I have no idea, because I cannot discern your intended meaning.
The intended meaning was to be able to uniquely specify your own preferred formulation of your own hypothesis (related to whether Paul is to be considered a genuine and authentic historical character) in a manner which is explicit when set alongside other competing hypotheses of other posters, theorists and investigators.
I think it more likely that Paul really existed than that he did not exist. That hypothesis, in my judgment, underlies the most parsimonious accounting of all the extant evidence relevant to the provenance of the documents generally referred to as the Pauline Corpus.
It follows therefore, that if you were presented with the choice of using one of the following two hypotheses you would provisionally select the first:

Hypothesis (1): "Paul was a genuine and authentic historical character".

Hypothesis (-1): "Paul was NOT a genuine and authentic historical character"

It must therefore also follow that you would provisionally reject the second.

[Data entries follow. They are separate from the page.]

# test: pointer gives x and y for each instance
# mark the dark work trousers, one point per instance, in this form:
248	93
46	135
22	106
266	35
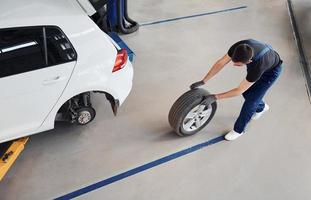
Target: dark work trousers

If you agree with the above, then it must follow that in your judgement the first hypothesis provisionally underlies the most parsimonious accounting of all the extant evidence relevant to the provenance of the documents generally referred to as the Pauline Corpus.

If you think it more likely that Paul really existed than that he did not exist, then your (provisional) postulate is simply and explicitly Hypothesis (1): "Paul was a genuine and authentic historical character".

The hypothesis that "Paul really existed more than that he did not exist" is far too vague. If all your hypotheses are vague, what is the point and what is the nature of the conclusion. BTW please do not think I am saying your hypothesis is wrong. I dont know!

I am not really concerned with estimating the truth value of the hypotheses, rather I am concerned with the precision and explicit nature and formulation of the statements that are to represent our hypotheses. I am interested in what you see your hypotheses are, and whether or not they are explicit, and whether they can be simplified, etc.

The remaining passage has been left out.